C’est une rencontre particulièrement attendue qui a eu lieu ce dimanche 20 septembre 2020 à la résidence présidentielle de la N’Sele entre les deux patrons de la coalition au pouvoir, Félix Tshisekedi et Joseph Kabila. Au menu des discussions, plusieurs sujets qui fâchent et qui risquent de faire voler en éclat ladite alliance. Quelques jours avant le tête-à-tête entre les deux hommes, Néhémie Mwilanya Wilondja, le coordonnateur du FCC (Front commun pour le Congo), la famille politique de Joseph Kabila, avait donné le ton en faisant savoir que l’heure était venue pour les deux plateformes de cesser de ruser et de jouer cartes sur table quant à leurs réelles intentions, dévoilant au passage pour la première fois le contenu du fameux «deal» conclu entre Tshisekedi et Kabila au lendemain du scrutin de décembre 2018 et qui prévoit, entre autres, que le FCC reprendra la présidence du pays en 2023.
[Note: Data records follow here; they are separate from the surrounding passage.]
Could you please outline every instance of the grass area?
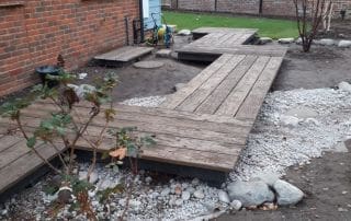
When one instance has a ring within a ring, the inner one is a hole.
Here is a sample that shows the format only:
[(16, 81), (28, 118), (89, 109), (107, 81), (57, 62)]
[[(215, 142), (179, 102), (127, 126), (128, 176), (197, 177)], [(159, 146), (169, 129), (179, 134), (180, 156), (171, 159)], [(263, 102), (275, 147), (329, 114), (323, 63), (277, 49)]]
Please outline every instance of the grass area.
[(168, 24), (177, 24), (178, 30), (194, 30), (196, 27), (246, 27), (259, 28), (260, 36), (272, 38), (297, 37), (296, 22), (279, 19), (249, 16), (226, 16), (200, 13), (182, 13), (163, 11)]

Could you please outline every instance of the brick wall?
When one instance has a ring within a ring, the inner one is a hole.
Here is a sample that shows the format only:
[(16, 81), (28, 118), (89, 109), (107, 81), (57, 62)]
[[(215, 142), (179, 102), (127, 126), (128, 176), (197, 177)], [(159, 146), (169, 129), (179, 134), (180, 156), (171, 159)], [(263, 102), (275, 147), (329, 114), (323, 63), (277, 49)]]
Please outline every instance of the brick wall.
[[(13, 1), (0, 0), (0, 5)], [(21, 90), (38, 78), (34, 68), (56, 63), (67, 69), (94, 55), (125, 45), (124, 18), (138, 18), (138, 0), (25, 0), (0, 7), (0, 96)]]
[[(228, 13), (259, 14), (260, 0), (171, 0), (171, 9), (212, 11)], [(351, 0), (333, 0), (335, 18), (340, 18), (341, 9), (351, 10)], [(295, 16), (293, 0), (263, 0), (263, 15)], [(350, 18), (349, 18), (350, 19)]]

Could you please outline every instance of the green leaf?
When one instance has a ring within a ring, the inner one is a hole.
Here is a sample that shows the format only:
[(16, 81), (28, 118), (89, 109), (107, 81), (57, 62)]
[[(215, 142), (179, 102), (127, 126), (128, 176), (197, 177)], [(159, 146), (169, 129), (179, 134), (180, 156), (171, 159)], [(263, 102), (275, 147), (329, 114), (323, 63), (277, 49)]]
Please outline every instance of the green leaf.
[(26, 141), (26, 147), (29, 147), (29, 148), (34, 148), (34, 146), (35, 146), (35, 143), (36, 143), (36, 138), (35, 137), (31, 137), (27, 141)]

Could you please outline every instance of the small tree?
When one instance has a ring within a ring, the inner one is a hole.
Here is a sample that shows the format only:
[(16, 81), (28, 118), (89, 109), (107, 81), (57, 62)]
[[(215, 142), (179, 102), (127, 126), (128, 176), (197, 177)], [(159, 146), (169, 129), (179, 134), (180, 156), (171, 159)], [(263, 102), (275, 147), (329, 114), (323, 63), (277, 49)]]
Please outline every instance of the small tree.
[[(78, 200), (78, 207), (82, 213), (86, 213), (88, 219), (97, 220), (95, 212), (93, 211), (88, 191), (95, 188), (89, 183), (90, 176), (94, 171), (97, 164), (97, 151), (103, 142), (106, 133), (110, 133), (115, 139), (115, 143), (106, 153), (105, 156), (110, 158), (111, 168), (114, 171), (123, 164), (124, 158), (128, 156), (133, 176), (137, 173), (137, 158), (141, 151), (141, 147), (155, 144), (154, 140), (149, 137), (133, 136), (132, 128), (122, 128), (118, 131), (109, 129), (109, 123), (114, 120), (115, 111), (112, 104), (111, 93), (116, 84), (116, 80), (112, 74), (98, 81), (95, 86), (87, 85), (82, 94), (78, 94), (72, 85), (69, 85), (75, 78), (72, 74), (61, 71), (59, 75), (48, 75), (49, 80), (58, 81), (58, 88), (48, 88), (47, 85), (36, 85), (32, 92), (21, 98), (4, 103), (0, 107), (0, 116), (8, 117), (13, 120), (22, 136), (26, 140), (26, 146), (30, 148), (44, 163), (46, 163), (55, 173), (61, 176), (61, 187), (64, 189), (70, 189), (69, 196), (75, 195)], [(80, 95), (80, 96), (79, 96)], [(50, 112), (48, 116), (43, 116), (37, 127), (32, 125), (30, 128), (22, 123), (22, 109), (30, 106), (37, 100), (46, 100), (46, 105), (55, 106), (54, 112)], [(86, 102), (86, 106), (90, 111), (80, 113), (79, 102)], [(92, 125), (93, 119), (103, 115), (103, 127), (98, 131), (98, 136), (92, 137), (88, 132), (88, 128)], [(86, 179), (80, 181), (78, 175), (73, 172), (73, 166), (77, 163), (75, 161), (75, 152), (79, 140), (86, 141), (92, 152), (93, 158), (90, 163), (88, 175)], [(41, 152), (36, 149), (38, 143), (45, 142), (52, 146), (60, 160), (60, 166), (52, 164)], [(64, 146), (61, 148), (60, 146)], [(67, 150), (63, 152), (61, 150)], [(133, 181), (133, 179), (131, 179)], [(126, 184), (129, 193), (133, 190), (132, 184)], [(115, 189), (107, 189), (102, 193), (106, 198), (106, 193)], [(129, 199), (129, 198), (128, 198)], [(59, 201), (59, 203), (71, 203), (70, 200)], [(127, 206), (121, 217), (124, 219)]]
[(325, 14), (328, 9), (331, 10), (332, 2), (330, 0), (293, 0), (293, 2), (303, 50), (308, 53), (318, 27), (326, 18)]

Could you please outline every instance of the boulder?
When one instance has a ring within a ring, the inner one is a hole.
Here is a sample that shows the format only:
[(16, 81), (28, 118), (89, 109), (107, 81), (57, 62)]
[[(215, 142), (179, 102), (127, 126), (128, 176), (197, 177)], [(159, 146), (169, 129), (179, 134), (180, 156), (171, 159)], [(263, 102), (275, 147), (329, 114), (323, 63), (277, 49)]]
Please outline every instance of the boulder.
[(273, 42), (273, 39), (270, 37), (260, 37), (258, 43), (259, 43), (259, 45), (265, 45), (271, 42)]
[(229, 198), (228, 194), (224, 190), (218, 191), (218, 199), (222, 202), (230, 203), (230, 198)]
[(348, 82), (340, 82), (338, 84), (339, 90), (344, 91), (344, 92), (351, 92), (351, 84)]
[(339, 42), (338, 47), (351, 47), (351, 40), (342, 39)]
[(276, 202), (280, 206), (296, 205), (304, 198), (304, 193), (301, 189), (282, 179), (276, 181), (273, 188), (276, 193)]
[(244, 207), (259, 206), (263, 202), (272, 202), (274, 194), (262, 181), (234, 182), (227, 186), (230, 200), (241, 201)]
[(257, 173), (254, 176), (252, 176), (250, 181), (262, 181), (269, 186), (273, 186), (274, 183), (279, 179), (279, 175), (274, 174), (272, 172), (261, 172)]
[(280, 38), (278, 40), (278, 43), (280, 43), (280, 44), (292, 44), (292, 43), (294, 43), (294, 38), (293, 37)]

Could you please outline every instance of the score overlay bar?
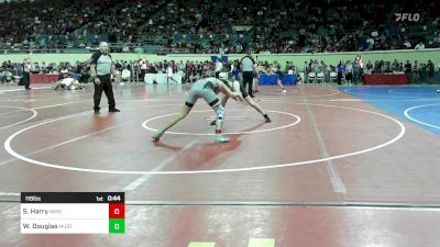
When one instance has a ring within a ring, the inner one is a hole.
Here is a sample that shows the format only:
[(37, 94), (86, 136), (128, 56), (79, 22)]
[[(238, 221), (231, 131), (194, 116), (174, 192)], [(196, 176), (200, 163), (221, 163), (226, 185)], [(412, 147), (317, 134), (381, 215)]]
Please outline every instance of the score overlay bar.
[(123, 234), (123, 192), (23, 192), (22, 234)]

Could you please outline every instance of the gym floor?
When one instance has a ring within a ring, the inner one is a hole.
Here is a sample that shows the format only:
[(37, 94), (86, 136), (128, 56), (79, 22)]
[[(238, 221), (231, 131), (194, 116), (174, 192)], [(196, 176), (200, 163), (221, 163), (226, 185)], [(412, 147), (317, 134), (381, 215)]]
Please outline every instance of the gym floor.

​Au commencement était le «deal»

Les élections présidentielle et législatives congolaises de décembre 2018 ont été caractérisées par de nombreuses irrégularités, lesquelles ont poussé la Conférence épiscopale nationale du Congo (CENCO) à mettre en doute les résultats proclamés par la CENI (Commission électorale nationale indépendante). Selon cette institution chargée d’organiser et de superviser le scrutin, l’opposant Félix Tshisekedi, candidat de CACH (Cap pour le changement), est arrivé en tête de la présidentielle avec 38,57% des voix devant Martin Fayulu (34,8%), candidat de la coalition d’opposition LAMUKA, et le candidat de la coalition au pouvoir FCC Emmanuel Ramazani Shadary (23,8%).

Néanmoins, une fuite des documents téléchargés depuis les serveurs de la CENI par un lanceur d’alerte est venue questionner ces résultats, jetant un nouvel éclairage sur la réalité de cette présidentielle. En effet, selon les données qui ont fuité et auxquelles  ont eu accès le Financial Times et Radio France internationale (RFI), c’est l’opposant Martin Fayulu qui aurait remporté le scrutin avec 59,4% des voix, loin devant Emmanuel Shadary et Felix Tshisekedi qui auraient flirté respectivement avec 16 et 15% des voix. Des résultats qui ont été corroborés par la CENCO qui avait quelque 40.000 observateurs éparpillés à travers le territoire national congolais.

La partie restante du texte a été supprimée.